The fourth residential house now under construction on Cornell’s West Campus will be named in honor of the late William T. Keeton, Cornell professor of biology. Keeton House will open in August 2008.
Robert Barker/University Photography
|A view of William T. Keeton House’s south wing under construction on West Campus.|
Members of the West Campus Council’s House Naming Committee nominated Keeton for his impact on undergraduate biology at Cornell and at institutions around the country. President David Skorton announced the naming at the Board of Trustees meeting prior to Commencement in May.
Keeton taught at Cornell for 22 years, from 1958 until his death at age 47 in 1980 from a heart condition. An extraordinary and popular teacher as well as an accomplished scholar, Keeton revolutionized the teaching of biology in American higher education. His research centered on avian orientation, including pigeon homing and navigation.
“I am just thrilled that this house is being named for him,” said Carl Hopkins, Cornell professor of neurobiology and behavior. “That is a tremendous honor to biology and to his memory. He revolutionized biology teaching because he brought botany and zoology together in a single course, united by an evolutionary perspective.”
Keeton is the author of the widely used introductory textbook “Biological Science,” now in its sixth edition. A condensed version of the book — “Biology: An Exploration of Life,” by Keeton’s Cornell colleague, retired lecturer Carol McFadden — has been used in a non-majors biology course at Cornell.

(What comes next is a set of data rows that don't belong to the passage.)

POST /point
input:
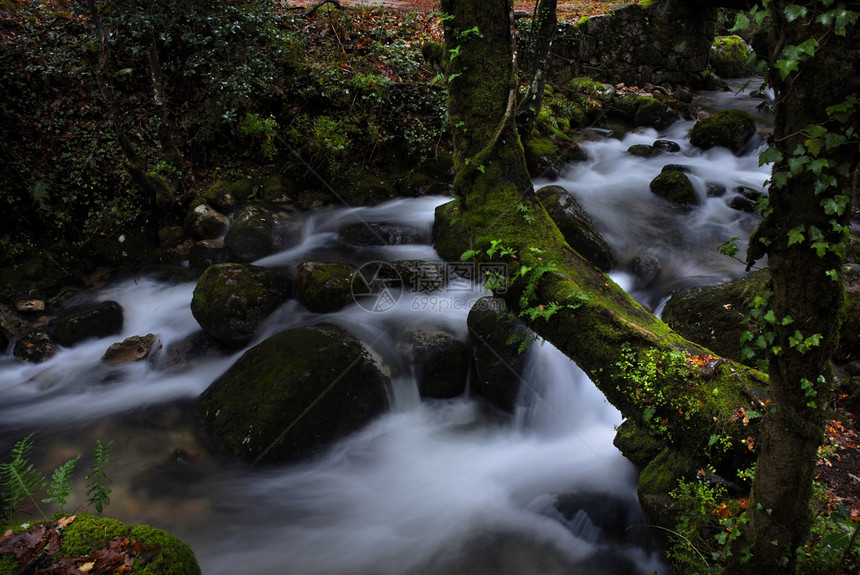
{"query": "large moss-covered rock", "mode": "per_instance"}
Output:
(99, 320)
(294, 394)
(730, 129)
(676, 187)
(84, 538)
(231, 300)
(441, 361)
(576, 226)
(256, 233)
(729, 57)
(713, 315)
(329, 286)
(496, 356)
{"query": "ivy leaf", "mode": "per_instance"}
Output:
(815, 166)
(795, 235)
(793, 12)
(786, 67)
(741, 23)
(769, 156)
(808, 47)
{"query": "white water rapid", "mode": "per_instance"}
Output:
(432, 487)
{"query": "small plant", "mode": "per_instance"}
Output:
(20, 480)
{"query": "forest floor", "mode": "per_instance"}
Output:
(567, 11)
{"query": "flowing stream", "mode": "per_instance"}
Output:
(432, 487)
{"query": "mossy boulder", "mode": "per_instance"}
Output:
(496, 357)
(256, 233)
(643, 151)
(150, 551)
(35, 346)
(325, 287)
(441, 361)
(729, 56)
(227, 194)
(576, 226)
(205, 223)
(100, 320)
(713, 315)
(231, 300)
(676, 187)
(293, 395)
(730, 129)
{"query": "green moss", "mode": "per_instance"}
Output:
(168, 555)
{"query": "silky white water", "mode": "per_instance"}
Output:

|Cornell Professor of Biology William T. Keeton with a pigeon, one of the subjects of his research on avian orientation. A new West Campus house will bear Keeton’s name.|
The Keeton Prize, established in 1991, is awarded by biology faculty at Cornell each year to the best undergraduate students taking Biology 101-104.
Hopkins has created a Web site with 25 audio files of Keeton’s lectures from his last semester of teaching at Cornell. The recordings are from cassette tapes Keeton made available at the Cornell Library for his students. The site, at http://instruct1.cit.cornell.edu/courses/biog101/Keeton.htm, also contains links to a list of Keeton Prize winners and articles by and about Keeton.
“Every time I heard him, it didn’t matter what the context, he was just captivating and could tell a great story,” said Hopkins, who was a graduate student when he first met Keeton at a lecture at The Rockefeller University. “These lectures he gave at the introductory level for biology are just unbelievable.”
Robert Barker/University Photography
|Tom Hollenbeck, a carpenter for Welliver-McGuire, works at the construction site for West Campus’ House 4, which will be named for former Cornell biology professor William T. Keeton.|
Construction on the fifth and as yet unnamed final house in the West Campus House System will be complete at the same time, with house programs scheduled to begin there in August 2009. Like the other West Campus residence buildings, it will be named for a prominent Cornell professor from the past.
The completed buildings on West Campus are:
- Alice H. Cook House, which opened in 2004 and honors the late professor in the ILR School who was one of the first scholars to address working women’s issues.
- Carl L. Becker House, which opened in August 2005 and is named for the former university historian and professor of history from 1917-41.
- Hans A. Bethe House, which opened in January 2007 and honors the Nobel Prize-winning physicist who taught at Cornell from 1935-75.
- The new Noyes Community Recreation Center, which opened in January 2007 to replace the old Noyes Center.